Il figlio di Dennis Rodman invece è un glitch del sistema che non dovrebbe esistere. Però esiste, e in questo studio serio e rigoroso non può non essere preso in considerazione. Intanto della vita del Verme Jr. sappiamo davvero poco, talmente poco che ho temuto fosse stato spedito a fare le scuole obbligatorie a Pyongyang come tributo. Invece pare abbia frequentato un High School californiana prima di trasferirsi a JSerra High, mettendo insieme risultati più che positivi.

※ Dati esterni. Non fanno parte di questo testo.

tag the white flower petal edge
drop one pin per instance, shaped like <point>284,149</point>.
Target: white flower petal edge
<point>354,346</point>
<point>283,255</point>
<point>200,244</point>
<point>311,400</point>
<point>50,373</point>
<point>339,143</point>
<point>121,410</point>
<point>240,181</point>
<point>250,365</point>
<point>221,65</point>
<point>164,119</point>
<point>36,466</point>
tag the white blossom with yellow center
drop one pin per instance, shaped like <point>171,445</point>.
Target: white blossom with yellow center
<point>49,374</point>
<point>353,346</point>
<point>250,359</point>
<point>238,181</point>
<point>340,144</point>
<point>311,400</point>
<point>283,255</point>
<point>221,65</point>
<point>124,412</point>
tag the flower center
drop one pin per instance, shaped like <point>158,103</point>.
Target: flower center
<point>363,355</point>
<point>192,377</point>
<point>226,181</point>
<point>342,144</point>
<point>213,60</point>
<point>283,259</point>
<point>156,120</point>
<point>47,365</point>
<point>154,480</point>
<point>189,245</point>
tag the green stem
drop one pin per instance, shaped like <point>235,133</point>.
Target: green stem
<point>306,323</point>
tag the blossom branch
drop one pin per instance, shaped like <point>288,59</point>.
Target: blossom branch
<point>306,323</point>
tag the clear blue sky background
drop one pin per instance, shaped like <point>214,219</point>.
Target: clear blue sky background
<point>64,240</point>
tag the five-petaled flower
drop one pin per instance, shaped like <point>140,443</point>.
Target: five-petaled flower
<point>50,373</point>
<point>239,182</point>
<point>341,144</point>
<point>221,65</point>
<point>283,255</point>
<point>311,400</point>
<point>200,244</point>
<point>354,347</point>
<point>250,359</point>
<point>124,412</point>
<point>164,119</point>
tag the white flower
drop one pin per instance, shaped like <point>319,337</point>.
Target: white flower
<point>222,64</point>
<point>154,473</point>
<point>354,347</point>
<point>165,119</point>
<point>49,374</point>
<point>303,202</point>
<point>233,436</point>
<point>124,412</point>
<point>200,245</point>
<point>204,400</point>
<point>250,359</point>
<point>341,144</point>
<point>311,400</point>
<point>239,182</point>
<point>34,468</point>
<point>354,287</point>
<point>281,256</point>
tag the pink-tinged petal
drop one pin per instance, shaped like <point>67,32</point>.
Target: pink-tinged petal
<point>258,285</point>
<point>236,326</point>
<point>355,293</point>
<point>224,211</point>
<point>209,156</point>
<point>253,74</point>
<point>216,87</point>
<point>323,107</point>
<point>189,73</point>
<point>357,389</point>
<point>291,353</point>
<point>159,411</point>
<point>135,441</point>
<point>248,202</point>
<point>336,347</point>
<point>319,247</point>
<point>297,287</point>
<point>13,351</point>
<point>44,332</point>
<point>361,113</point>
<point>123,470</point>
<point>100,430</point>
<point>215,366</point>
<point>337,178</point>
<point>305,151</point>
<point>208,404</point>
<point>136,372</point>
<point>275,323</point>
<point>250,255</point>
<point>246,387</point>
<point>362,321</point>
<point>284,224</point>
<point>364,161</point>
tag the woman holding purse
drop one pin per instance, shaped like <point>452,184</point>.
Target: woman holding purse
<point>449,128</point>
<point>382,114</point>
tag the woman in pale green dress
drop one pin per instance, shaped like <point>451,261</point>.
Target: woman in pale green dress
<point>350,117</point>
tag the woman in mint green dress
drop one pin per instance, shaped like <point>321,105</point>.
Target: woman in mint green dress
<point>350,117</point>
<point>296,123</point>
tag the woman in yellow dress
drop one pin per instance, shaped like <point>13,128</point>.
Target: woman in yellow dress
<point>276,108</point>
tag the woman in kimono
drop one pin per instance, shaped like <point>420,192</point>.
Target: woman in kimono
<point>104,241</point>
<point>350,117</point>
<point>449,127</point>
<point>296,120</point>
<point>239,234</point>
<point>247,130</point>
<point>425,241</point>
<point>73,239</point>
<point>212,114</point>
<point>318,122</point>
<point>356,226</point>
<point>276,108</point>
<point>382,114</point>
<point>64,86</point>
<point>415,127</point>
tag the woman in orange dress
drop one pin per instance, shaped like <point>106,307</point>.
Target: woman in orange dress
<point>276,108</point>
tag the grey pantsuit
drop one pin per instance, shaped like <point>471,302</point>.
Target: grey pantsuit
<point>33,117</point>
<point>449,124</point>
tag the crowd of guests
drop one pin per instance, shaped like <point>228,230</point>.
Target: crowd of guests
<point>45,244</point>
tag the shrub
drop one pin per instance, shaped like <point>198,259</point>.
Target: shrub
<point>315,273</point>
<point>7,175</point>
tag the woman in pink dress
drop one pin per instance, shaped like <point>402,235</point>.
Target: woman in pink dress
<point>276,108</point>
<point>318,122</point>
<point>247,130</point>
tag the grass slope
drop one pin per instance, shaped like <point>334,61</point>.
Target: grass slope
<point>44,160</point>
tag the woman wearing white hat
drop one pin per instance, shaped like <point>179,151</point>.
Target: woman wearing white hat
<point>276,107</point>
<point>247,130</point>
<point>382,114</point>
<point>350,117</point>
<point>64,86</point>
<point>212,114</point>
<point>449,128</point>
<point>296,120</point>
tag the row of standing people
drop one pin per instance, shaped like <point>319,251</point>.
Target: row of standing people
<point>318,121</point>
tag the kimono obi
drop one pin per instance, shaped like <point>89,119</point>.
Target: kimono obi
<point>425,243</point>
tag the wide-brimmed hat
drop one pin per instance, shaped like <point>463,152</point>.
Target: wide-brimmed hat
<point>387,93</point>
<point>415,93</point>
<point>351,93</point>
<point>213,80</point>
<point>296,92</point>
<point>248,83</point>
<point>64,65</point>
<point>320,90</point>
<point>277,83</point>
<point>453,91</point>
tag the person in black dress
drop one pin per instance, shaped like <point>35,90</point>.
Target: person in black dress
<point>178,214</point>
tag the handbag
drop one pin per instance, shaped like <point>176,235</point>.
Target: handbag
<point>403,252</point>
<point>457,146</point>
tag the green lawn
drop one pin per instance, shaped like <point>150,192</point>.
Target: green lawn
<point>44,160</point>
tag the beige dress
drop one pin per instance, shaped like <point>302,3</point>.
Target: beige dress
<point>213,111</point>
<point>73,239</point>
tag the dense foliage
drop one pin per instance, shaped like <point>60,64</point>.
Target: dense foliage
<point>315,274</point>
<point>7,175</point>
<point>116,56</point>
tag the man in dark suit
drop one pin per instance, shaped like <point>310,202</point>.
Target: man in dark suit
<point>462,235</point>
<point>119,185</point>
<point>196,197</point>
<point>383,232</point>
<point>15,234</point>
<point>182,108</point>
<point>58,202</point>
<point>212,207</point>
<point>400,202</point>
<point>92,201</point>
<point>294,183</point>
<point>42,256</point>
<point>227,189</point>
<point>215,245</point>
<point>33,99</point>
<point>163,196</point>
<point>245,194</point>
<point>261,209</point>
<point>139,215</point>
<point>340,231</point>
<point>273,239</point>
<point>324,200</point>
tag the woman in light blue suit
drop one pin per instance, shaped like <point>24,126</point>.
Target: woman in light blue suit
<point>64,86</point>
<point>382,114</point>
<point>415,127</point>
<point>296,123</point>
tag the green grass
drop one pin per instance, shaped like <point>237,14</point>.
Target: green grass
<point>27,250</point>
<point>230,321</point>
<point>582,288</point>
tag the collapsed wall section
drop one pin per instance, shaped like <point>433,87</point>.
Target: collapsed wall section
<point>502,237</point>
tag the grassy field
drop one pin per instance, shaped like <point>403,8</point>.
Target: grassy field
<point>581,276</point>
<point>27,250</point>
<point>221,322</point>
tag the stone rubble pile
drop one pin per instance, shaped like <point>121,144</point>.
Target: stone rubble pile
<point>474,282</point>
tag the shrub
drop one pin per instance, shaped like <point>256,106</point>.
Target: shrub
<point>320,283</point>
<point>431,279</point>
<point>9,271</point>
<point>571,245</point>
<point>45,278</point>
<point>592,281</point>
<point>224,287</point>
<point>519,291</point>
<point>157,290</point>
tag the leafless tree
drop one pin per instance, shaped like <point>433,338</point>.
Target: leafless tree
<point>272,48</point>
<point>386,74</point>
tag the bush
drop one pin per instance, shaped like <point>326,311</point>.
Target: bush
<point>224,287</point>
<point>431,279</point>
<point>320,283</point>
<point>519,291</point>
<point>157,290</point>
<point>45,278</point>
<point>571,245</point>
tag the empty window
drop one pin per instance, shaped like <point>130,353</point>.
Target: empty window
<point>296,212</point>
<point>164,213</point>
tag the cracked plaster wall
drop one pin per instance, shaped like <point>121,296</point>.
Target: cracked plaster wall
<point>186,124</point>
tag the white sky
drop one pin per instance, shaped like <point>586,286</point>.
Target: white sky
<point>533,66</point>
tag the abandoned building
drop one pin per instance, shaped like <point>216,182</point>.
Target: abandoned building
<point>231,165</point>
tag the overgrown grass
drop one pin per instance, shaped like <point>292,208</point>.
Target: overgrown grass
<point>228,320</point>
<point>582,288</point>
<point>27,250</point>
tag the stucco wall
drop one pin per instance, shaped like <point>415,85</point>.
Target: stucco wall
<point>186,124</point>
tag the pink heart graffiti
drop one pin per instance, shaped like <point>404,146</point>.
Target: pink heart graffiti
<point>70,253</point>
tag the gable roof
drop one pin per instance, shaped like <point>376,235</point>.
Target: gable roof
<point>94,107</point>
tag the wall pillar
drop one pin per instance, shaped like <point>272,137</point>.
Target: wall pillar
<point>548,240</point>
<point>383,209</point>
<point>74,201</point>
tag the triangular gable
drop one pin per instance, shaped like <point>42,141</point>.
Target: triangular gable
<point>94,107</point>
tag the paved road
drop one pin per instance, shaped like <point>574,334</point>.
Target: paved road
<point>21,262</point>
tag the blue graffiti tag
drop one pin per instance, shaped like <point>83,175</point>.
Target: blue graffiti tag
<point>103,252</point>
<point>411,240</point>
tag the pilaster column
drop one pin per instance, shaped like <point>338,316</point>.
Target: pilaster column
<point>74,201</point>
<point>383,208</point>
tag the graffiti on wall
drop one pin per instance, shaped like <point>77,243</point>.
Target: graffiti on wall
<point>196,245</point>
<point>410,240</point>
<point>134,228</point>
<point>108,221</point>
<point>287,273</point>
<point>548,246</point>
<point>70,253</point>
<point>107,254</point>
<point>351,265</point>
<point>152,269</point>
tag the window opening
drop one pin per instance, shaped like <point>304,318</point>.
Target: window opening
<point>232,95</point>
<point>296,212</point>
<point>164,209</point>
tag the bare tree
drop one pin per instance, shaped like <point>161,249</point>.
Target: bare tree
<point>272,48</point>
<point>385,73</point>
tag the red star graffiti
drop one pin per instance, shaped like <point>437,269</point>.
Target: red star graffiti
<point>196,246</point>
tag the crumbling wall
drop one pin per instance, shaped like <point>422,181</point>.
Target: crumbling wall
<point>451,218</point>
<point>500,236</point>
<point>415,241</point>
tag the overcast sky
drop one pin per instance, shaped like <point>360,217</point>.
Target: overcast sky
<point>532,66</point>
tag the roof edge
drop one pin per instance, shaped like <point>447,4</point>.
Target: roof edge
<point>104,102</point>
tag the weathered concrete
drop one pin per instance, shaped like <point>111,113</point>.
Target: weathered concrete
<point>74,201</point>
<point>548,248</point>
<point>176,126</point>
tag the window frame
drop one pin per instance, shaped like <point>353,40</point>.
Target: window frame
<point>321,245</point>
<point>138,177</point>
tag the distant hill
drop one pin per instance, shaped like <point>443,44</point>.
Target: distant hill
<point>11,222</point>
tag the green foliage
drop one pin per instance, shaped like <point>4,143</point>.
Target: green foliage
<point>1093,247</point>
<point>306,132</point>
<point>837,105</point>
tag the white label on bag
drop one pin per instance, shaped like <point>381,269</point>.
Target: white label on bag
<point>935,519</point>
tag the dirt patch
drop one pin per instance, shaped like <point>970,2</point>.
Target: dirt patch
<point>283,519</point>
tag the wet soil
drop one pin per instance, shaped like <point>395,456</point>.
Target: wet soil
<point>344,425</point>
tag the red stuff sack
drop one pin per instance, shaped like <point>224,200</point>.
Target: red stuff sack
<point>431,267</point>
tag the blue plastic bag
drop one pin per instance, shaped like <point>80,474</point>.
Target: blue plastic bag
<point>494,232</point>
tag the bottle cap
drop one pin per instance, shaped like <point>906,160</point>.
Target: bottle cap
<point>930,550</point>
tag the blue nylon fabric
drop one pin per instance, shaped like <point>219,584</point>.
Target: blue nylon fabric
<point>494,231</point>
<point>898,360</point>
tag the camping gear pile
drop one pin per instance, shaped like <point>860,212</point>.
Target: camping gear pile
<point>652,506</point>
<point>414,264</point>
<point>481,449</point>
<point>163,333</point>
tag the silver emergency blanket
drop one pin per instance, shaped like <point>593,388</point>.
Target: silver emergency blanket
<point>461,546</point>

Da quello che siamo riusciti ad intuire il suo comportamento fuori dal campo è molto diverso da quello del suo illustre padre, quindi scordatevi gli elicotteri nella notte direzione Madonna o i capelli color frozen yogurt: potremmo dire che ha preso tutto dalla madre se solo sapessimo chi sia la madre (in realtà lo sappiamo: è una certa Michelle Moyer e sembra un tipo molto tranquillo che fa canzoni pop-folk). Le cose più importanti di Dennis Jr. sono in ordine decrescente che è il più grande fan di LeBron James al mondo, ha giocato insieme a Nico Mannion nella stessa squadra AAU ed è spesso chiamato con il suo diminutivo D.J. Rodman, che è già il miglior beatmaker cloud-rap in circolazione.
Riley Curry
Qualche tempo fa su The Players’ Tribune è uscita un’intensa lettera di Steph Curry nella quale il due volte MVP riflette su che tipo di futuro stiamo costruendo per i nostri figli, e soprattutto per le nostre figlie. Riley Curry è diventata nel corso delle varie Finals tra Warriors e Cavs una delle storie preferite dai giornalisti, avidi di qualcosa che non fosse la legacy di LeBron e dei Dubs che “rovinano il basket moderno”. Le sue interruzioni durante le conferenze e le strette di mano con il padre dopo le vittorie l’hanno trasformata in una Internet sensation dove si sprecava la definizione di virale. Non c’è dubbio che Riley diventerà una donna di successo visti gli esempi professionali dei genitori, entrambi straordinari nel trasformare il proprio nome in un brand planetario: ma quanto sarebbe incredibile se tra un paio di decenni diventasse la faccia della WNBA?